The cherry on top would be some clue as to how to connect more Minnesotans to the outdoors.

Since unseating Tom Landwehr as DNR commissioner in the new administration of Gov. Tim Walz, Strommen’s mantra has been to make the DNR more relevant to the masses. The challenge is to broaden Minnesota’s tent of outdoor enthusiasts at a time when the popularity of hunting and fishing isn’t keeping pace with the state’s growing and evermore diverse population.

“It’s someone who has that technical experience but also that big-picture management ability,” Strommen said this week in an interview. “It’s someone who understands the current model but who can help chart a vision for the future.”

The DNR won’t use a headhunter to recruit candidates, but the job posting will be splashed across the industry starting next week. Strommen is hoping for a “robust candidate pool” and for the position to be filled by the end of the 2019 state legislative session. The job, paying upward of $135,000 a year, is open because former U.S. Fish and Wildlife Service executive Jim Leach retired after reaching age 65. He was hired by Landwehr three years ago, in time to wage war against a historic outbreak of chronic wasting disease in the wild deer herd.

Because the top fish and game leadership job requires so much experience, it traditionally attracts professionals who view it as a career capstone. Nationally, 24 states in the past 18 months have experienced turnover in the fish and wildlife director position. The directors tend to pack in a few year’s worth of 60- to 80-hour work weeks before tapping out.

Of the past five Minnesota fish and wildlife directors, Ed Boggess served the longest — for five years and one month starting in January 2011.

A month ago, Strommen appointed DNR insider Grant Wilson as the agency’s interim fish and wildlife director. The two worked together previously when Strommen oversaw the Fish and Wildlife Division as an assistant commissioner.

“I am still considering whether to apply for the job once the application process begins,” Wilson said Tuesday. “For now, I’m focused on supporting fish and wildlife conservation and recreation for all Minnesotans.”

Reaching out

Carrol Henderson worked inside the DNR for 45 years before retiring last year as the director of nongame wildlife. His favorite fish and wildlife director was Roger Holmes (1990-2000), who showed unwavering commitment to wildlife and habitat restoration.

“When he testified before the Legislature he would tell things as he saw them — the straight stuff,” Henderson recalled. “He wasn’t going to be bending one way or the other just because of the political times.”

But as important as it remains for Minnesota’s fish and wildlife director to “do the right thing” in resource management, Henderson said, it’s also critical for the next leader to rebuild the outdoor constituency.

Traditional funding sources for fish and wildlife, derived from license fees and excise taxes on equipment, are shrinking, he said.

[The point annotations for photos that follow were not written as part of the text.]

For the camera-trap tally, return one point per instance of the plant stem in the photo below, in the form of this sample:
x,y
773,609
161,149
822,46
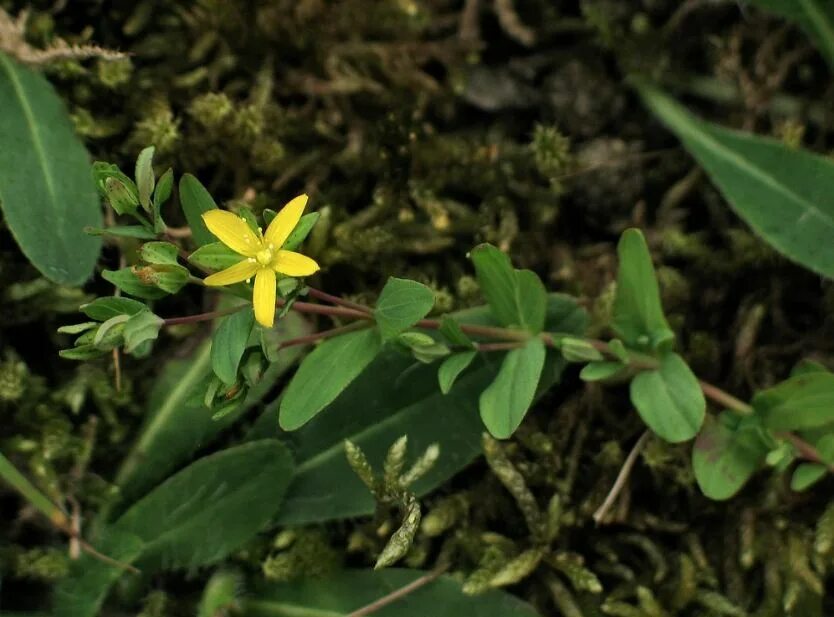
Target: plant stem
x,y
175,321
59,519
397,594
326,297
318,336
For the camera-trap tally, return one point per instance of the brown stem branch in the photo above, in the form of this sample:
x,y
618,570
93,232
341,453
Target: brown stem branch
x,y
621,480
398,594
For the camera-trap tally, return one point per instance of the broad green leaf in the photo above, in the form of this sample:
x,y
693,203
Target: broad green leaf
x,y
452,367
393,397
214,256
145,178
211,507
129,282
600,370
340,594
325,373
122,231
195,200
806,475
141,328
802,402
83,592
402,304
177,421
669,399
301,231
102,309
782,193
159,253
506,400
229,343
47,193
516,297
726,454
816,17
638,314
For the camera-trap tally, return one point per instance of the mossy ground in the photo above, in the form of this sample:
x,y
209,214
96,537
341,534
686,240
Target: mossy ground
x,y
421,128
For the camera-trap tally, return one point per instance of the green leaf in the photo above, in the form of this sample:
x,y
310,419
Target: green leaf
x,y
83,592
214,256
638,314
516,297
506,400
120,197
141,328
325,373
402,304
47,193
229,343
170,278
816,17
301,231
159,253
145,179
453,333
579,350
669,399
81,352
726,454
122,231
452,367
196,200
102,309
129,282
393,397
340,594
177,423
780,192
204,512
802,402
601,370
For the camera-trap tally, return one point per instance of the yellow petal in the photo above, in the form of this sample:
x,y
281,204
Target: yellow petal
x,y
233,274
285,221
232,231
263,297
294,264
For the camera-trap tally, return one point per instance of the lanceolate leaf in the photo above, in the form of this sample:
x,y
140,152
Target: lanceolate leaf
x,y
229,343
669,399
805,401
47,192
783,194
210,508
505,402
325,373
638,313
178,422
397,396
195,199
516,297
341,594
816,17
726,453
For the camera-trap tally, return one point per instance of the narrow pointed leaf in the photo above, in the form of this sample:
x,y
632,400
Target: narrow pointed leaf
x,y
47,192
782,193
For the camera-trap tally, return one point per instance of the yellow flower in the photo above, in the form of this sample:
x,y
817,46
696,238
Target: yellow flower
x,y
263,252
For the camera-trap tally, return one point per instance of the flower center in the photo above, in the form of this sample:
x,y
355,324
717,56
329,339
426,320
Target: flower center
x,y
264,257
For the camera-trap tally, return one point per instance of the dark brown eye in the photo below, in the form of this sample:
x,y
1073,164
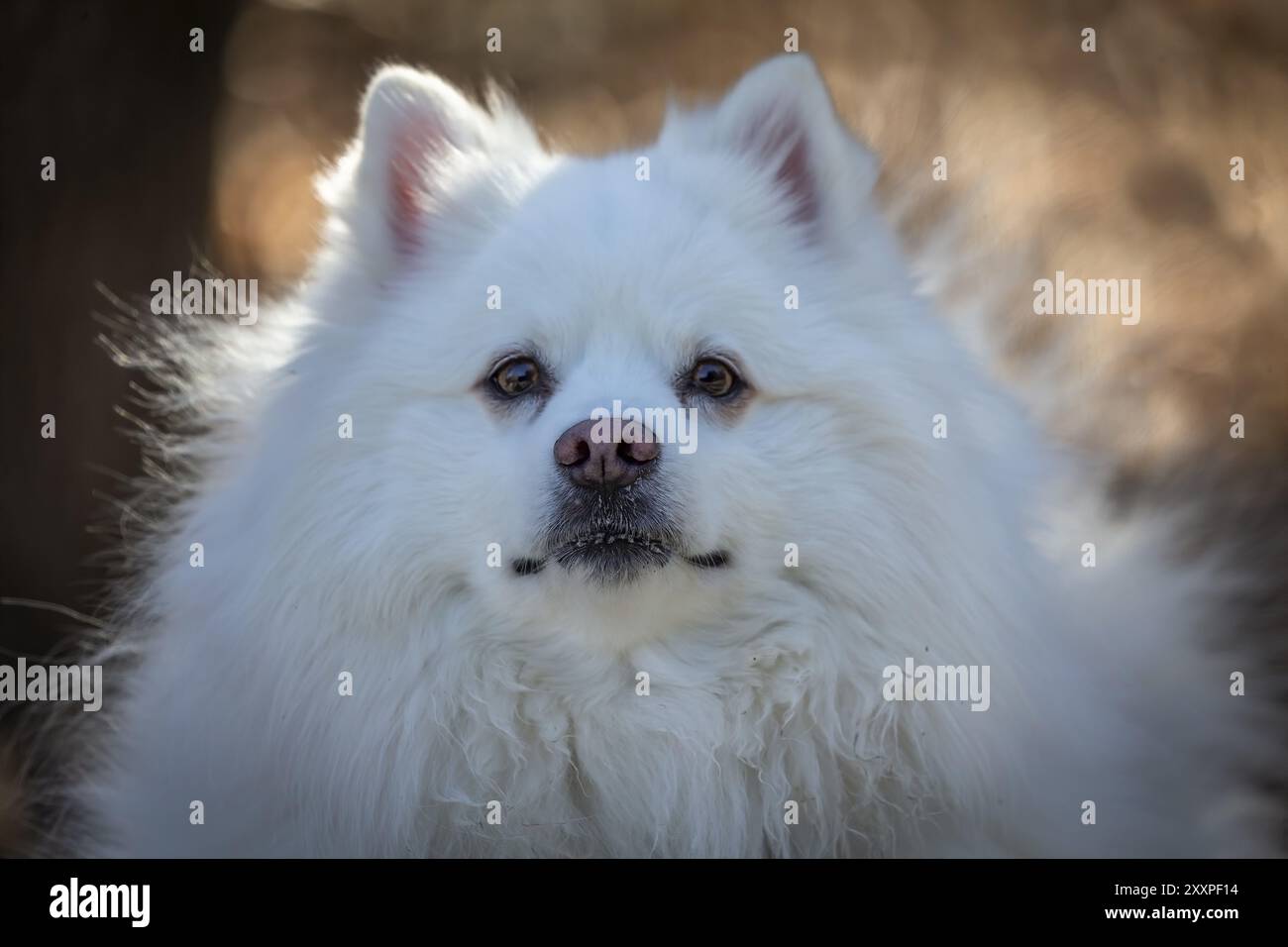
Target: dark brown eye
x,y
515,376
713,377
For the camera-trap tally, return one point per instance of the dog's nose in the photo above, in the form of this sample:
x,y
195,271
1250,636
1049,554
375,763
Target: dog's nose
x,y
605,463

Meanwhile, pheasant populations continue to sink, waterfowl hunting is meager and the state’s cherished deer hunting culture is threatened by chronic wasting disease.

“Seems like we are regressing … we need to be expanding,” Henderson said.

He said he expects to meet with Strommen to discuss ideas on boosting birding and other forms of eco-tourism in the state.

“A good national search is probably needed to find the next director,” Henderson said.

Assistant DNR Commissioner Bob Meier, the agency’s governmental affairs expert, will oversee the search for a new director. He recently took over for Strommen as the overseer of Fish and Wildlife.

The other open leadership job is director of DNR’s Lands and Minerals Division. Jess Richards was promoted from that position to be assistant commissioner overseeing Ecological and Water Resources and Lands and Minerals.